Hay una diferencia entre saber que la Treixadura es la uva blanca reina del Ribeiro y ser capaz de recordarlo cuando alguien te lo pregunta en frío. Leer sobre vinos es placentero pero resbaladizo. La trivia fuerza otra cosa: recuperar, no reconocer. Y eso, resulta, es lo que hace que algo se quede.
De ahí nació el juego. No para sustituir ninguna guía ni ninguna cata. Para que el conocimiento que ya tienes se consolide de una forma que no parezca un estudio.
Lo que hay dentro
España tiene más de 70 Denominaciones de Origen vinícolas. Cada una con su carácter, su suelo, sus uvas, su historia. He construido 50 preguntas por DO organizadas en seis territorios:
- Las uvas: variedades autóctonas, sus parentescos, lo que aportan al vino
- La geografía: provincias, ríos, altitudes, orientaciones de ladera
- El proceso: cómo se elabora, cómo envejece, qué técnicas definen a cada zona
- Los tipos: si produce rosados, tintos, generosos, espumosos o todo a la vez
- El terroir: el suelo, el clima, la influencia del Atlántico o el Mediterráneo
- La cultura: historia, hitos, lo que hace singular a cada denominación
Con 29 DOs activas hay más de 1.400 preguntas jugables. Y quedan otras 24 por añadir.
Cómo entra la inteligencia artificial
Aquí es donde la cosa se pone interesante. Generar 50 preguntas rigurosas por denominación —con cuatro opciones plausibles, una pista que no revele la respuesta y tres niveles de dificultad— es un trabajo que combina conocimiento enológico con una capacidad de síntesis enorme. No podría haberlo hecho en tiempo razonable sin ayuda.
Le pedí a Claude —una IA de Anthropic— que generara las preguntas DO por DO, dándole contexto preciso sobre cada zona: el suelo de llicorella del Priorat, el clima oceánico de las Rías Baixas, el sistema de crianza en soleras del Jerez. La IA absorbe ese contexto y construye preguntas que, en su mayoría, son correctas y bien calibradas.
En su mayoría. Antes de publicar cualquier lote, hay revisión humana. Las preguntas ambiguas, las que tienen la respuesta incorrecta o las que son demasiado oscuras para ser útiles, se descartan o se reescriben. La IA acelera. El criterio lo pone quien conoce el vino.
El momento que roza la alquimia
Las imágenes de cada DO las genera también una IA —en este caso Leonardo, entrenada en fotografía de paisajes. Pero no le digo “dame una foto de un viñedo”. Le describo el paisaje concreto: las vides centenarias de Toro sobre arenas francas y clima continental extremo, los bancales volcánicos de Tacoronte con el Teide al fondo, los viñedos en altura de la Sierra de Gredos con niebla atlántica al amanecer.

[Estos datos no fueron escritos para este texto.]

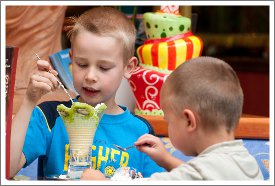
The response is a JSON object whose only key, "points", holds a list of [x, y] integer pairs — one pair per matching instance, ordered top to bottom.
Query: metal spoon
{"points": [[58, 81], [124, 149]]}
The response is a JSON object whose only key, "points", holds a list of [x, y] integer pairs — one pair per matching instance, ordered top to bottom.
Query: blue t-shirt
{"points": [[47, 139]]}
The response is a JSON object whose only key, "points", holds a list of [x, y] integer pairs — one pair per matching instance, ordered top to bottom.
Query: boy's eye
{"points": [[81, 65]]}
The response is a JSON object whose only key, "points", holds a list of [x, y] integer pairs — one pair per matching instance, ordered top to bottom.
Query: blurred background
{"points": [[237, 34]]}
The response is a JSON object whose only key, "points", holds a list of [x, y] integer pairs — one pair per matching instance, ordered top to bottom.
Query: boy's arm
{"points": [[40, 83], [153, 147], [91, 174]]}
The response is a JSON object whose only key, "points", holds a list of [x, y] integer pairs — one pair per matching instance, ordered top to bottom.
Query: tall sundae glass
{"points": [[81, 121]]}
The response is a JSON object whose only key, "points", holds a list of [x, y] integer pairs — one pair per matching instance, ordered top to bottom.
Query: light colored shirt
{"points": [[224, 161]]}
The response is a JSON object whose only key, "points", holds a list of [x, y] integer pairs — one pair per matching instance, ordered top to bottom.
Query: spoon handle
{"points": [[58, 82]]}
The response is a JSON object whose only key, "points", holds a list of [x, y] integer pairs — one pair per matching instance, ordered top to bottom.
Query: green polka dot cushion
{"points": [[163, 25]]}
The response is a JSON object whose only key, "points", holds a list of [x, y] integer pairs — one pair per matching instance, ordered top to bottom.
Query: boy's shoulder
{"points": [[146, 122]]}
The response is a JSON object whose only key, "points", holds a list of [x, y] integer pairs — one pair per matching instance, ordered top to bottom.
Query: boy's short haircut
{"points": [[105, 21], [209, 87]]}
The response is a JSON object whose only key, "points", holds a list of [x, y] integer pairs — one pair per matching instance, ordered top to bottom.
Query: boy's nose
{"points": [[91, 76]]}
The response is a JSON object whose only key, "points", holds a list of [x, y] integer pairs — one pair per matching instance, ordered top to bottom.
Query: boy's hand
{"points": [[41, 82], [153, 147], [91, 174]]}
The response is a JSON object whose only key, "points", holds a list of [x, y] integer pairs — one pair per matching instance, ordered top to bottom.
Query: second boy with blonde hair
{"points": [[102, 54]]}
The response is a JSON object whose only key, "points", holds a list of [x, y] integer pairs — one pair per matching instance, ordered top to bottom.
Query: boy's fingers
{"points": [[43, 65]]}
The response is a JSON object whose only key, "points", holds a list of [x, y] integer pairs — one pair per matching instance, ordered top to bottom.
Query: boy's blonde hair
{"points": [[105, 21], [209, 87]]}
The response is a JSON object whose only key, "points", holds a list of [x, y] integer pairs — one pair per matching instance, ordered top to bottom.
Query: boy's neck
{"points": [[207, 139]]}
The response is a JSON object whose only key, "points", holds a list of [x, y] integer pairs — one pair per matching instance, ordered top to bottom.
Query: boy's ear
{"points": [[131, 65], [190, 119]]}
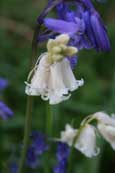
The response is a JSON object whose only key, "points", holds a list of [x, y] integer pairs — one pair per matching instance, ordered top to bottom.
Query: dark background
{"points": [[17, 19]]}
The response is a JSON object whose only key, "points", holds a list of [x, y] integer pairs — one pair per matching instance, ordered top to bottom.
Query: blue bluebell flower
{"points": [[84, 25], [3, 83], [5, 111], [39, 143], [36, 148], [63, 152], [62, 156], [32, 158], [13, 167], [60, 168]]}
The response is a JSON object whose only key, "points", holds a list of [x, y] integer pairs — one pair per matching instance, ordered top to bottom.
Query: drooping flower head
{"points": [[84, 25], [53, 78], [85, 142], [62, 155]]}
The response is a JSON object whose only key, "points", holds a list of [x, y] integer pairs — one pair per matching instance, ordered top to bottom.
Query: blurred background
{"points": [[17, 20]]}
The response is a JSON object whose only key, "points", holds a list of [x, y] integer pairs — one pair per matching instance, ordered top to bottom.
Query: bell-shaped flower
{"points": [[84, 25], [53, 78], [106, 127], [68, 135], [85, 139], [86, 142]]}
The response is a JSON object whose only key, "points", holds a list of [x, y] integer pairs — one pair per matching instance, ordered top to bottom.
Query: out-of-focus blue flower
{"points": [[83, 24], [3, 83], [5, 111], [39, 143], [37, 147], [62, 152], [62, 156], [32, 158], [13, 167], [60, 168]]}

La IA nunca ha estado en ninguno de esos sitios. Pero cuando el prompt es lo suficientemente preciso, lo que devuelve tiene algo de verdad. No es la foto real del viñedo —es algo más parecido a un sueño bien informado sobre él. Hay denominaciones cuya imagen generada te hace querer visitar el lugar aunque ya lo conozcas. Eso no lo esperaba.
El jugador como guardián de la calidad
La IA se equivoca. El vino es un territorio donde los detalles técnicos importan: una variedad mal atribuida, una fecha incorrecta, un matiz de elaboración que no cuadra. Quien juega y conoce la denominación lo nota antes que nadie.
Por eso el juego tiene un botón discreto en cada pregunta para reportar errores. Cuando alguien lo usa, explica qué falla y el reporte llega a un segundo sistema automático —otro modelo de IA, Gemini— que evalúa si la pregunta tiene realmente un problema o no.
Dos IAs distintas, con criterios distintos, revisando el mismo dato. Y encima el jugador que las auditó a las dos sin saberlo. Es el control de calidad más extraño que he montado, pero funciona.
Lo que revela lo que se falla
Hay preguntas que casi todo el mundo acierta. Y hay preguntas —especialmente las de uvas autóctonas minoritarias— que generan fallos repetidos. La Rufete en Arribes, la Trepat en Conca de Barberà, el Hondarrabi Beltza en el Txakoli. Esos patrones dicen algo útil: dónde están las lagunas reales, las que ninguna lectura casual ha llegado a tapar todavía.
Si quieres probarlo: trivia.bajovelo.com.
Ah, y este post también lo ha escrito una IA. Yo di las instrucciones, marqué el tono, corregí el rumbo. Claude hizo el resto. Como todo lo demás en este proyecto: la batuta es mía, la orquesta es artificial.